-
tokenizing...
hi, I'm trying to take in an input file, and then tokenizing each word in the file. The user then types in a word, let's say "the", and the output is supposed to be the indexes of the occurance of the word. I'm on the UNIX platform.
eg. "this is the input of the file"
output: the
10 23
this
1
.....etc etc.
numbers, punctuation, and whitespaces are ignored.
my problem is that the program is permanently reading from the same input file. If I try another input file the output would still be from the old file. eg. first input file has 2 "the"s. 2nd file has no "the"s. 2nd output would still give me the indexes of "the"s from the 1st file.
Also, after searching for the first word, the pointer pch is "stuck" on the last token. I know it has something to do with the strtok function I'm using, but not sure exactly what the problem is.

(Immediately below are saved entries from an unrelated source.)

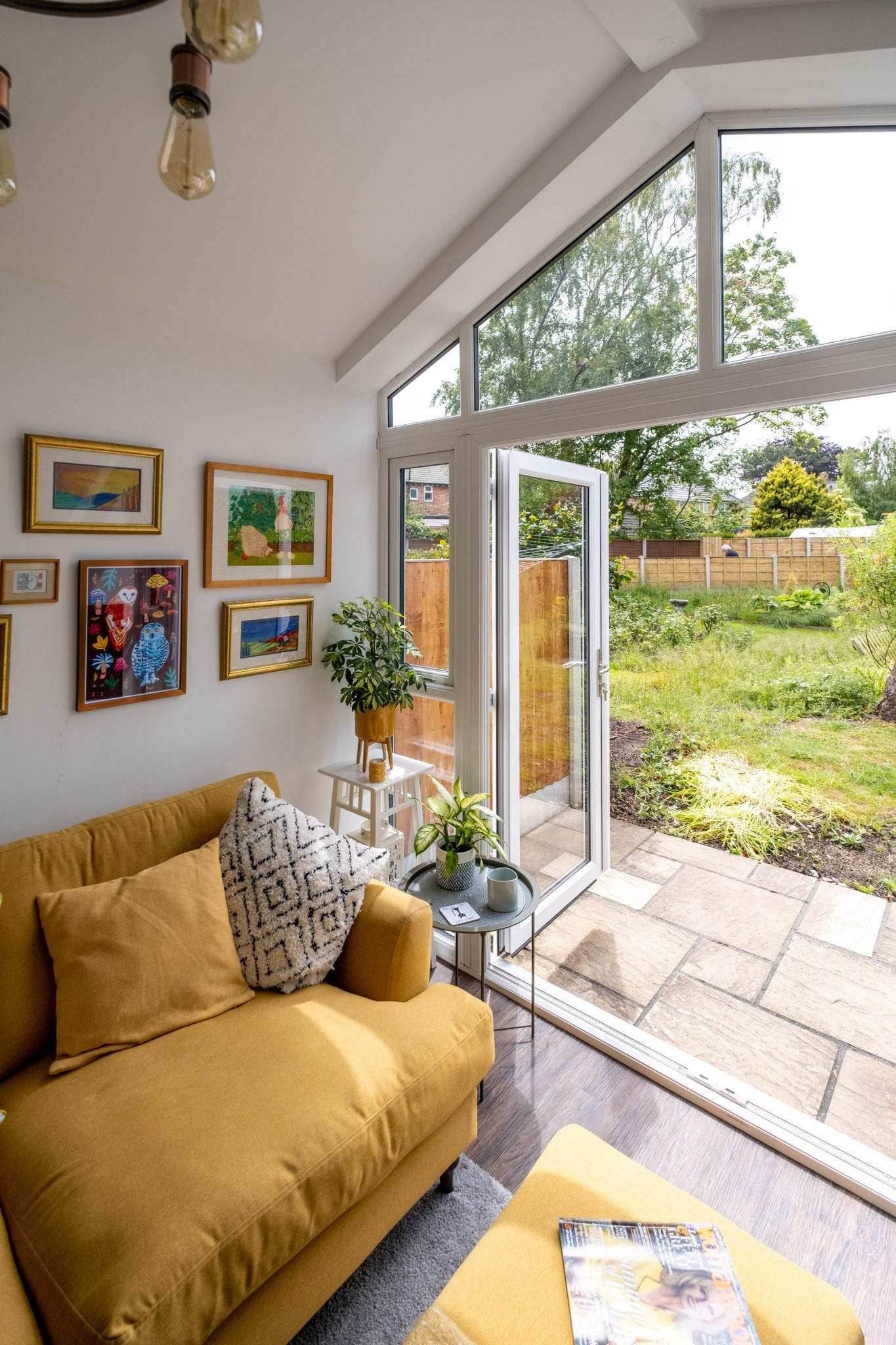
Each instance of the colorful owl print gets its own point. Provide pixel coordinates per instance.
(150, 654)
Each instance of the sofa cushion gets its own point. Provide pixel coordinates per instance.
(154, 1192)
(140, 957)
(293, 888)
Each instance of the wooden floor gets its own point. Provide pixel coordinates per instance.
(538, 1087)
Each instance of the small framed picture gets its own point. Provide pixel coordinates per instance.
(6, 638)
(265, 636)
(132, 632)
(265, 525)
(79, 486)
(28, 581)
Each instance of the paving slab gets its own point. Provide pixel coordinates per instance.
(624, 950)
(845, 917)
(843, 994)
(746, 1043)
(645, 864)
(864, 1102)
(625, 837)
(739, 973)
(727, 911)
(786, 881)
(700, 856)
(625, 888)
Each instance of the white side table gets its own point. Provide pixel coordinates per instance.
(378, 803)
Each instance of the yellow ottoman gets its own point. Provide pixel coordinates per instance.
(511, 1290)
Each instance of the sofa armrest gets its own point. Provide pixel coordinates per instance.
(19, 1323)
(387, 951)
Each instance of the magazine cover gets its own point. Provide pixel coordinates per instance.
(652, 1285)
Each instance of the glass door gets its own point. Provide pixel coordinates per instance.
(551, 646)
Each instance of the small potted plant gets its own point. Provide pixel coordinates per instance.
(372, 663)
(461, 822)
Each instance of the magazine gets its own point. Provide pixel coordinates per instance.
(652, 1285)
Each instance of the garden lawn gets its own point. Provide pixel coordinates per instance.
(716, 694)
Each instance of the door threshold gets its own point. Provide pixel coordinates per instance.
(824, 1151)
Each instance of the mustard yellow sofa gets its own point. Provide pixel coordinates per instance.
(219, 1183)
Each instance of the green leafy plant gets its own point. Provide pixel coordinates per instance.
(461, 822)
(372, 662)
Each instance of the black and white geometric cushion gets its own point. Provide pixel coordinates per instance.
(293, 889)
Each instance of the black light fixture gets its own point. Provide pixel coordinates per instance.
(217, 30)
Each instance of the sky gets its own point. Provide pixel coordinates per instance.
(839, 218)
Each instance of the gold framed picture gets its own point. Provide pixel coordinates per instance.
(267, 525)
(6, 639)
(28, 581)
(81, 486)
(265, 636)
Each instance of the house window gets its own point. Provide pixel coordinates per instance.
(431, 393)
(617, 305)
(803, 267)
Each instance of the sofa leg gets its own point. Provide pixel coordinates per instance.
(446, 1180)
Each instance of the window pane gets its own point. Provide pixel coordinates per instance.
(426, 565)
(616, 307)
(807, 223)
(433, 393)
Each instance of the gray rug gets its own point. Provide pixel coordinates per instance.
(412, 1266)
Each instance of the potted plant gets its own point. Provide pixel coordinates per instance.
(461, 822)
(372, 663)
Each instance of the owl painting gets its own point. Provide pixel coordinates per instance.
(150, 653)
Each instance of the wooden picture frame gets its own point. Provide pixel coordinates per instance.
(28, 581)
(281, 627)
(85, 486)
(6, 643)
(132, 626)
(244, 542)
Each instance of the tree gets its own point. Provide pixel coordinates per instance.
(870, 471)
(817, 455)
(790, 496)
(872, 569)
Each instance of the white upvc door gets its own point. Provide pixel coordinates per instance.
(551, 680)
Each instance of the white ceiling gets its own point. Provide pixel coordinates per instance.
(350, 151)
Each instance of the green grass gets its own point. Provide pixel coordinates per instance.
(716, 694)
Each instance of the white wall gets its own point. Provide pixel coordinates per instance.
(82, 368)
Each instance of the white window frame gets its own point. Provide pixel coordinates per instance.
(855, 368)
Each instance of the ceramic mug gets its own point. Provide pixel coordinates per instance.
(503, 889)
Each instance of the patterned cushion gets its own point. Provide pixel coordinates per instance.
(293, 889)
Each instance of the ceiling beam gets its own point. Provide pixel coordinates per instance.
(651, 32)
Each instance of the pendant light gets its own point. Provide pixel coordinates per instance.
(224, 30)
(9, 181)
(186, 160)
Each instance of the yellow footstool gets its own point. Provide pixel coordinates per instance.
(511, 1290)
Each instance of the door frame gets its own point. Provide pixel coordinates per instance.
(509, 466)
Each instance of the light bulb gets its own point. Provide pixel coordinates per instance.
(224, 30)
(186, 162)
(9, 181)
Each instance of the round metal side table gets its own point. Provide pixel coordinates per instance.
(421, 883)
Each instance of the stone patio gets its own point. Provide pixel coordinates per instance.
(773, 977)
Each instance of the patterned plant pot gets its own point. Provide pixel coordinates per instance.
(463, 877)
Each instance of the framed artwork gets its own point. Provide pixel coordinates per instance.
(265, 636)
(132, 632)
(6, 636)
(265, 525)
(28, 581)
(78, 486)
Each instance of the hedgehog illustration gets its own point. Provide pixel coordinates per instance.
(150, 653)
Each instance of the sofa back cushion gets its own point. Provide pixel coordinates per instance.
(113, 847)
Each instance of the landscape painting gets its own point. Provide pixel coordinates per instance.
(268, 635)
(267, 525)
(83, 486)
(132, 631)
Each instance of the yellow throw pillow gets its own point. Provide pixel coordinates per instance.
(140, 957)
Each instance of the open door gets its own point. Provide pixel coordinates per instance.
(553, 709)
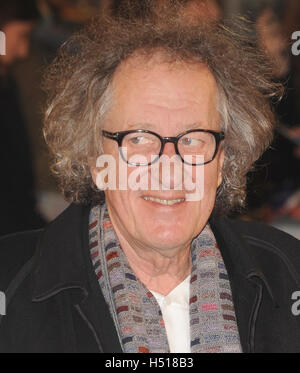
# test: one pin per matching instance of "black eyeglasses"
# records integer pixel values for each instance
(143, 148)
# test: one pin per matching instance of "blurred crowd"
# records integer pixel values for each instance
(35, 30)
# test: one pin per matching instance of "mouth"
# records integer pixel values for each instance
(166, 202)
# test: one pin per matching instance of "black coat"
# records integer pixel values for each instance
(55, 303)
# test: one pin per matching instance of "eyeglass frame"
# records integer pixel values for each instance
(119, 136)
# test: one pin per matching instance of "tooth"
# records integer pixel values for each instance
(164, 201)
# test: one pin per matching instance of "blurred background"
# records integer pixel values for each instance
(34, 30)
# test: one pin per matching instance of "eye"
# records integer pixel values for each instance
(190, 141)
(140, 140)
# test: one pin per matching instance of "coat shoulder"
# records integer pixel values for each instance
(15, 250)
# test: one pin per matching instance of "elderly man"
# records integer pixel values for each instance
(145, 259)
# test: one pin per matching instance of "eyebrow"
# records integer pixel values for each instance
(152, 127)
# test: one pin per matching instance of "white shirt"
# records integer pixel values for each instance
(176, 315)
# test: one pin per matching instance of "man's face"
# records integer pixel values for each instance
(169, 100)
(17, 35)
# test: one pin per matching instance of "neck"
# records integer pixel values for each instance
(156, 270)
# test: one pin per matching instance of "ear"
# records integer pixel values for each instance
(93, 168)
(220, 165)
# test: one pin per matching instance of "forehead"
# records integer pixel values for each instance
(157, 90)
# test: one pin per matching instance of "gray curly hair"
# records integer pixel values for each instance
(79, 79)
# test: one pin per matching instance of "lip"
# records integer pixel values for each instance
(166, 198)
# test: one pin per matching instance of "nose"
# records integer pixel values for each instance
(170, 168)
(169, 149)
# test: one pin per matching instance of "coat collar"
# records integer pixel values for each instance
(61, 258)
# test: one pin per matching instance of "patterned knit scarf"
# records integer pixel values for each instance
(134, 309)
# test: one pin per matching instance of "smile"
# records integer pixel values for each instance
(164, 201)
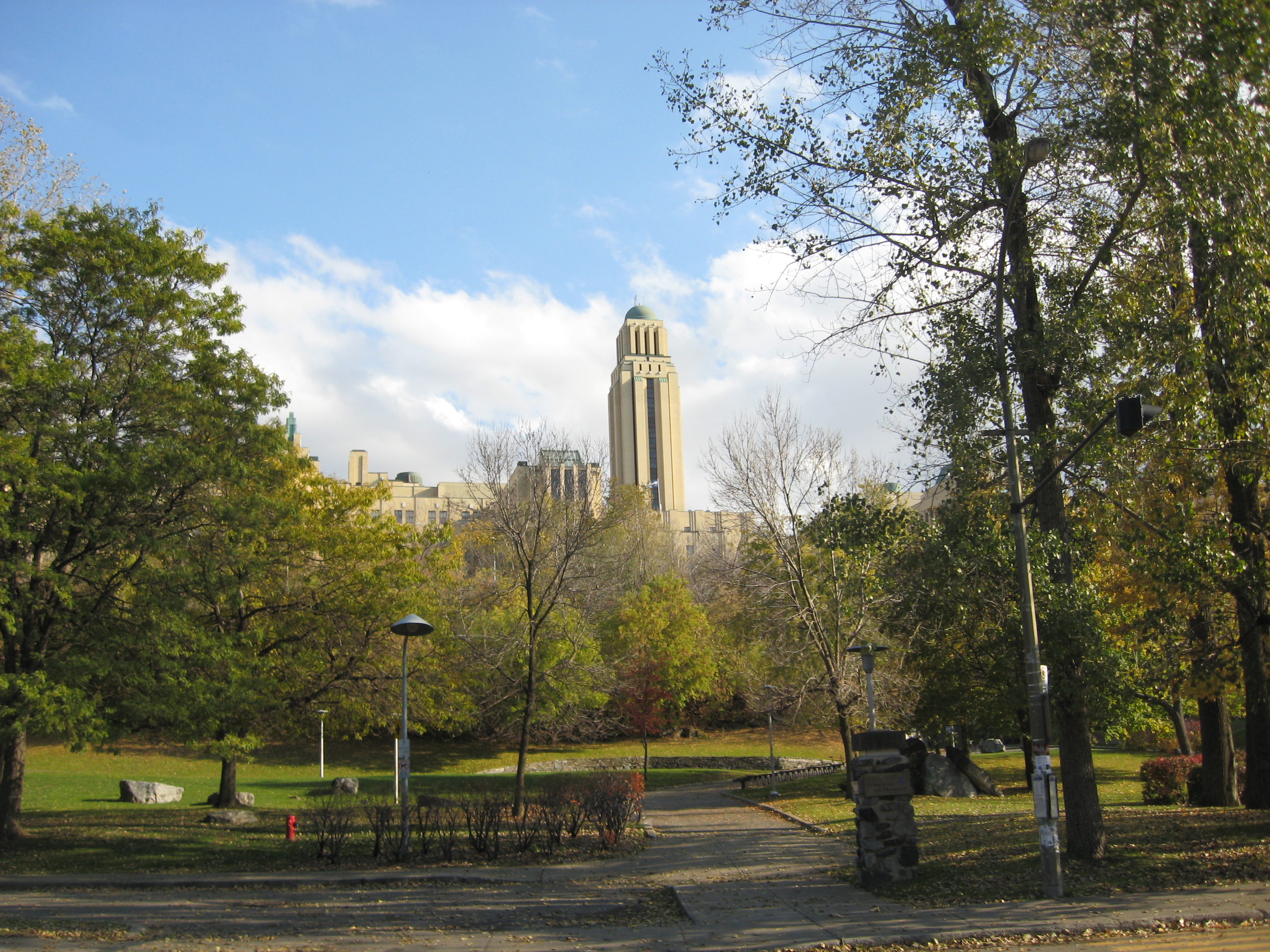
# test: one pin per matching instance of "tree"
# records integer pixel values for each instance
(30, 179)
(884, 152)
(780, 471)
(279, 603)
(120, 408)
(547, 512)
(642, 701)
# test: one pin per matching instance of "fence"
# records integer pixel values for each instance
(795, 775)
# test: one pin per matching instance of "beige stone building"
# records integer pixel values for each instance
(564, 475)
(645, 441)
(415, 505)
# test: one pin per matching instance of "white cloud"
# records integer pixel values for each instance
(349, 4)
(408, 374)
(16, 89)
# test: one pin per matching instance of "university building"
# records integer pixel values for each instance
(415, 505)
(646, 441)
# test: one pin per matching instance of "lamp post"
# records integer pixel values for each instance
(322, 744)
(1044, 783)
(868, 655)
(408, 628)
(771, 745)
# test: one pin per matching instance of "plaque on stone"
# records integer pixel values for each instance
(886, 785)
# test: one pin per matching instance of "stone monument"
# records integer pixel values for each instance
(883, 791)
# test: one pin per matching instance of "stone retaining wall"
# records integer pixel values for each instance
(666, 763)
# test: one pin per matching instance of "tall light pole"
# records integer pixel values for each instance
(408, 628)
(868, 655)
(1044, 782)
(771, 743)
(322, 744)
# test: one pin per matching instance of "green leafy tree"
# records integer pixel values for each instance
(121, 407)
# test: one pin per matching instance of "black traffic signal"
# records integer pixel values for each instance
(1132, 414)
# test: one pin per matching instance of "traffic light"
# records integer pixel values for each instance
(1132, 414)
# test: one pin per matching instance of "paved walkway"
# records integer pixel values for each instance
(721, 876)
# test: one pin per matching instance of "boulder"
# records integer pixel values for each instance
(974, 774)
(241, 799)
(232, 818)
(917, 754)
(943, 778)
(149, 793)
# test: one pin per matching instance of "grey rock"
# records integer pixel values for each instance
(943, 780)
(241, 799)
(430, 800)
(343, 785)
(232, 818)
(149, 793)
(974, 774)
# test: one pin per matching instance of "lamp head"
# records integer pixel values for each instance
(411, 626)
(1037, 152)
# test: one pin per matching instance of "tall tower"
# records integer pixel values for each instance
(646, 446)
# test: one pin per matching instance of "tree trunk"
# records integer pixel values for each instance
(228, 796)
(1086, 837)
(845, 733)
(1041, 369)
(1025, 743)
(531, 692)
(1218, 781)
(1225, 359)
(12, 780)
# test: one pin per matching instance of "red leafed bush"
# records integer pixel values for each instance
(1164, 778)
(614, 803)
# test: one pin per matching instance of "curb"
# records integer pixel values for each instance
(792, 818)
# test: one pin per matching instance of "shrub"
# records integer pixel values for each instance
(1164, 778)
(383, 818)
(613, 803)
(331, 823)
(484, 816)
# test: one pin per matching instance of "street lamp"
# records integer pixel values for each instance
(1044, 783)
(771, 745)
(408, 628)
(322, 744)
(868, 653)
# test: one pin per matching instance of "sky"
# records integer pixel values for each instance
(437, 214)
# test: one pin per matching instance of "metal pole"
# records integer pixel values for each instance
(1044, 783)
(873, 712)
(404, 766)
(771, 756)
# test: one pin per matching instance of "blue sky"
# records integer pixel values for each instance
(436, 212)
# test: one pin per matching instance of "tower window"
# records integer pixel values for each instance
(652, 445)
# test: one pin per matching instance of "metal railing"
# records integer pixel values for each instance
(795, 775)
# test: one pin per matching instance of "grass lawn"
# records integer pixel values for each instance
(78, 824)
(985, 850)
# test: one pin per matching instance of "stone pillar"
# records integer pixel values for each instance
(883, 790)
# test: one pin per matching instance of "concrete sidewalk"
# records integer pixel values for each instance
(722, 876)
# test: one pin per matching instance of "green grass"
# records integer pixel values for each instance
(78, 824)
(985, 850)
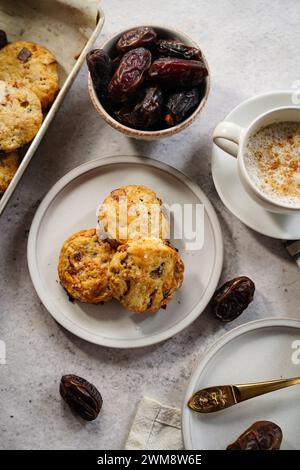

I haven't gotten to the part where I print out the indexes yet. (How would you do that anyway? The way my code is written I cna't even think of a way to keep track...HELP!!!)
Please help. :)
Please forgive if the code is too messy.
#include <stdlib.h>
#include <stdio.h>
#include <string.h>
#include <iostream.h>
#include <fstream.h>
#include <ctype.h>
void growArray(char *array);
int main(int argc, char* argv[])
{
const int MAX_SIZE = 1000;
char ch;
char str[MAX_SIZE];
char userInput[MAX_SIZE];
for(int i=0; i<MAX_SIZE; i++){
str[i]='\0';
userInput[i]='\0';
}
if(argc<1){
cerr << "USAGE: ./indexer file1" << endl;
exit(1);
}
int counter = 0;
for (int i = 1; i<argc; i++) {
ifstream istrm(argv[i]);
while (istrm.get(ch)){
if(counter>=MAX_SIZE)
growArray(str);
str[counter]=ch;
counter++;
}
}
//cin.getline(userInput, MAX_SIZE);
char * pch;
pch = strtok(str," \n\t\"\'\\,.");
do{
while (pch != NULL){
if(isspace(*pch) || ispunct(*pch)){
pch = strtok(NULL, " \n\t\"\'\\,.");
}
else{
if(strcmp(pch, userInput) == 0)
cout << "Found one!" << endl;
pch = strtok(NULL, " \n\t\"\'\\,.");
//It seems that the pch pointer never goes back to the beginning of str...
}
}
pch = strtok(str," \n\t\"\'\\,.");
}while(cin.getline(userInput, MAX_SIZE));
return 0;
}
/************************************************** ********************/
/*THESE ARE MY FUNCTIONS */
/************************************************** ********************/
void growArray(char *array)
{
/*create a dynamic array that is bigger than passed in array; copies everything from passed in array to dynamic array; the effect is that the passed in array "grew"*/
int size = sizeof array / sizeof array[0];
char *pTemp = new char[size + 20];
//transfer all of the object in the array to the objects in the temporary array
for(int nCount = 0; nCount < size; nCount++)
pTemp[nCount] = array[nCount];
array = pTemp;
}
-
I've not looked at it all, but there is a least some errors in the growArray function.
When you use sizeof on a char* it will return the size of the pointer (4 on a PC). It will not return the size of the table!!! You must pass in the number of elements in the table.
Also, your function creates a new array, but the caller can not access it!!! You would have to return the new array (and delete the old one, except this won't work because it's an automatic array in your case...).
Also, why do you loop over argc. Why not just use argv[1]???
I think there's quite a few other problems (around strtok...). Correct the previous ones then let us know!!!